Over the next three years the three bodies will work collaboratively with a core group of 90 SME food and drink manufacturers from across the three regions (30 per region), overcoming the barriers which have hampered growth and establishing a strong presence on the world market. Through mentoring, marketing assistance and logistical support, the programme will help develop the skills required to trade in key export markets including the USA and Europe.

In addition to sales growth, the programme aims to create an additional 90 new jobs within the participating businesses, and also up-skill a further 400 SMEs across the region as a whole. The longer term aim is to reinvigorate the food and drink sector on a cross border basis, helping it achieve world-class status by realising its full export potential.

Pictured are (from front l-r): Michael Bell, NIFDA, John Whelan, IEA, Lorraine McCourt, SEUPB, Amanda Brown, SF&D.

While initially selected on a geographical basis, the companies will be grouped into market-specific clusters and embark on a schedule which includes knowledge exchange, management practice training and support, and overseas study tours.

Each cluster will also work alongside a channel partner within each export market, such as a major distributor, wholesaler or retail multiple. This will create a strong competitive advantage by providing a clear route to the end market.

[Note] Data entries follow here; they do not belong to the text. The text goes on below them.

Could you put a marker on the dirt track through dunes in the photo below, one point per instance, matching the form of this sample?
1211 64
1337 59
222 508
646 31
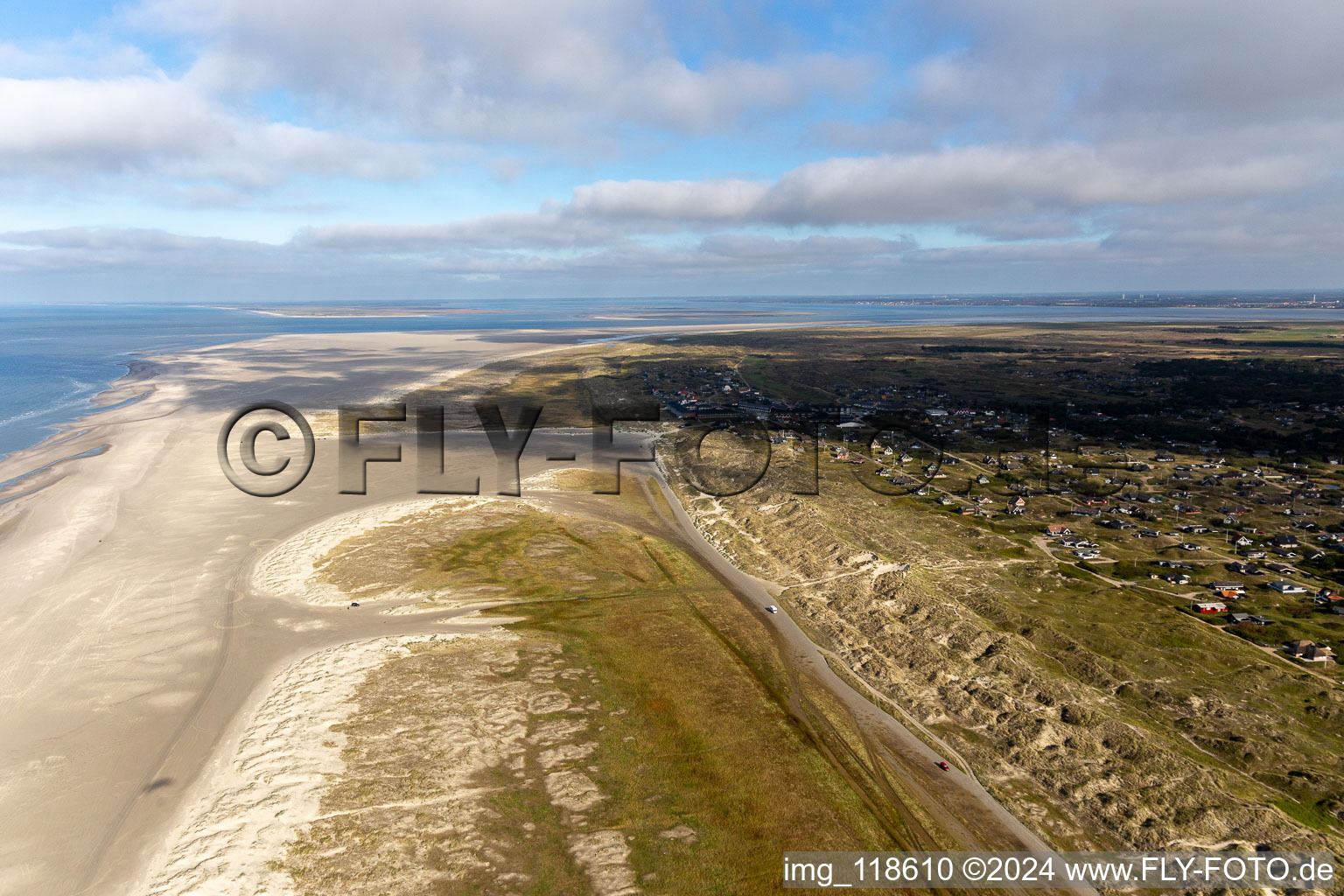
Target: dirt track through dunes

John Whelan, Chief Executive of the Irish Exporters Association, says: “This project will accelerate consumer focused innovation in products, processing and packaging which is critical for our regional food and drink companies to reach new markets and remain competitive. We are confident that the project, over the three years, will broaden the export reach of many such companies which are peripheral to the main consumer markets and under pressure to survive.”

He continues: “The project’s collaborative approach is unique, bringing together complementary skills and expertise, delivering the best management tools and techniques, and sharing the most relevant experience and contacts. Ultimately this market expansion scheme has the capacity to impact beyond regional level, delivering economic benefits across the food & drink sector as a whole.”